Глядит Иван: детина вышел - ни то больной, ни то пьяный по виду. Заулыбались все, как только он появился. Иван соседа своего толкает:
- Чай, знаешь его?
А тот смеется в ответ:
- Да кто ж его не знает - Тиранушку-то нашего!
- Дети мои возлюбленные, - говорит тот детина. - Доподлинно мне стало известно, что Бориску-царя нашего вы скоро скинете. Известно мне также, что вы меня тогда царем своим изберете. Про то мне известно доподлинно, потому как больше никто вам столько всего и всякого не наобещает. А когда вы меня царем своим сделаете, я вам велю, братия, всем горилки раздать - сколько кому вместится. Пить будете, не просыхая.
Хотел он еще говорить, но его с помоста стащили.
- А сейчас, братия, - боярин кричит, Ковалевский-Новопридворский-Нобелевский к вам обратится хочет. Только, говорит он, четыре слова. Все одно, говорит, не смогу больше - слезы задушат.
Боярин выходит на помост, лицо мокрое.
- Братия! - Кричит громко. - Случилася беда великая! Войско Бориски-царя от поганых воротилось недавно. Что там творилося, братия, про то и вспоминать горестно и рассказывать страшно. На живом мертвый лежал, и живой на мертвом. Сколько поганых в куски изрубили - не перечесть. И предводителя их - Дудай-хан-змея копьем проткнули насквозь. А он добрейшей души человек был и старый мой хороший товарищ. Помню, сидим мы с ним вместе, так он всякий раз обязательно что-нибудь эдакое выдумает. То велит из слуг кого-нибудь живого зажарить, то кожу с кого снять прикажет, а то и еще посмешнее что. Такой был забавник! И сердце у него было доброе. Вот раз, помню, велел он детинушку одного посадить на кол. А дело было зимой. Так приказал он шубу надеть на него, шапку-ушанку да валенки потеплее. Еще, говорит, застудится! А как прикажет кого напополам распилить, так всякий раз велит фуфайку подложить под него. Чтоб, говорит, лежать ему было не жестко сердешному... - Боярин слезу смахнул. - Рыдают сейчас поганые, убитых своих считают. Они и мне заплатить обещали, чтоб я везде и во всяком месте рыдал бы над их бедами.

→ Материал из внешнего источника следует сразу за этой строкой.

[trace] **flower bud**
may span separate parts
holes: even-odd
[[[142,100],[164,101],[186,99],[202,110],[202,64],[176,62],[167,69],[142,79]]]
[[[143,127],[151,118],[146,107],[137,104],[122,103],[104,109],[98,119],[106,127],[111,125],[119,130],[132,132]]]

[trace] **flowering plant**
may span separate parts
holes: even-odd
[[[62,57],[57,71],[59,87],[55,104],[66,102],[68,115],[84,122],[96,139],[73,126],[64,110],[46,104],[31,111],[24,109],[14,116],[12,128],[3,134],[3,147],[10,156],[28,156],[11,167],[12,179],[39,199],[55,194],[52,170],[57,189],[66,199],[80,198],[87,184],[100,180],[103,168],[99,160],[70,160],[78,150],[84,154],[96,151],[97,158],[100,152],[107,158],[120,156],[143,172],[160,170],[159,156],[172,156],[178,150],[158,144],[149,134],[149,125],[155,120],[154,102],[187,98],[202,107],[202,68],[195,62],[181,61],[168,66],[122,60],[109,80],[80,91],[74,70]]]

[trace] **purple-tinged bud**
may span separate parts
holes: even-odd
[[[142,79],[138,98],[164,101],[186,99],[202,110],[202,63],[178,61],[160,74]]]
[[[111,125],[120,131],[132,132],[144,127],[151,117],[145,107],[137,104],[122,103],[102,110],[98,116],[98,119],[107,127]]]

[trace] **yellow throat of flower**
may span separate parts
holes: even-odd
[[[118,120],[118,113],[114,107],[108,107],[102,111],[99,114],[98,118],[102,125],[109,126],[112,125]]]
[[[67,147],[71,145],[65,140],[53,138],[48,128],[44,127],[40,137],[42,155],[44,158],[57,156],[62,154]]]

И залился тот боярин слезами горючими, упал на помост. И унесли его. А другой боярин говорит громко:
- А сейчас, братия, поэт Огурцов из изгнания воротившись слово сказать до вас хочет.
Детинушка выходит тощий - словно не ел месяц.

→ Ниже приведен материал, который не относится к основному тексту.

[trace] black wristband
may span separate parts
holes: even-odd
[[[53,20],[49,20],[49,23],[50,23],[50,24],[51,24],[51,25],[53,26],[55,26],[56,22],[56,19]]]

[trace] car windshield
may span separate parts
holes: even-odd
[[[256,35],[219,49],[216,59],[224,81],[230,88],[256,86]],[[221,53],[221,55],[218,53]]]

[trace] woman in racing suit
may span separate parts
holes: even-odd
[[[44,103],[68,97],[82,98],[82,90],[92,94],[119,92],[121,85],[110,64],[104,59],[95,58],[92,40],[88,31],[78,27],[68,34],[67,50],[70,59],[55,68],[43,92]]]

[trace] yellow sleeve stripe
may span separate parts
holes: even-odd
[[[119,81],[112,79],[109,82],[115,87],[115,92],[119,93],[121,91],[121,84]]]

- Братия, - говорит, - я долгие годы томился в изгнании. И томяся, я понял, братия вы мои возлюбленные, что Бориску - царя нашего надобно нам поскорее скинуть. А лучше, если при этом его еще и убить.
Другой боярин появляется на помосте. Поглядел, усмехнулся весело.

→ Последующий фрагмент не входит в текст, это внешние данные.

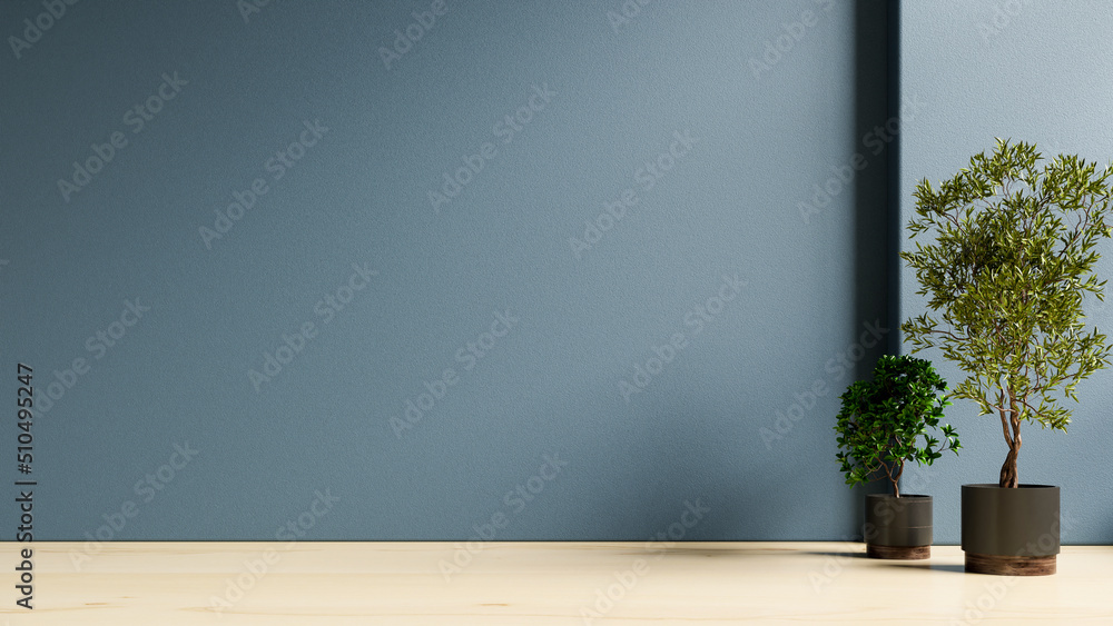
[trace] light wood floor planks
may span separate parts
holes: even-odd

- Ребята! - Кричит. - Завтра, ведь - что? Завтра их летописцы - шкуры продажные, напишут все, что тут, мол хулюганы собрались. Напишут, что, мол, безобразничать сюда пришли. Айда, ребята! Пойдем - наберем каменьев да побьем им окна, чтоб знали, собаки, как нас вперед хулюганами обзывать.
- Айда! Пойдем! Побьем окна! - В толпе закричали.
И ушли все куда-то. А Иван остался. Видит он - поп стоит в стороне.
- Братия мои возлюбленные! - Кричит. - Настали времена тяжкие. Понаехали отовсюду проповедники заморские. Мутят они души православные учениями своими чуждыми. Но вы, братия, к ним не ходите, не слушайте вы брехню ихнюю. К нам приходите, нас слушайте.
- Бориска-то царь попов любит, - детина какой-то говорит Ивану. - Вот прежний царь духу одного ихнего не переносил. Бывало, как завидит попа, так и спрашивает - а для чего это, говорит, он до сих пор на колу не болтается?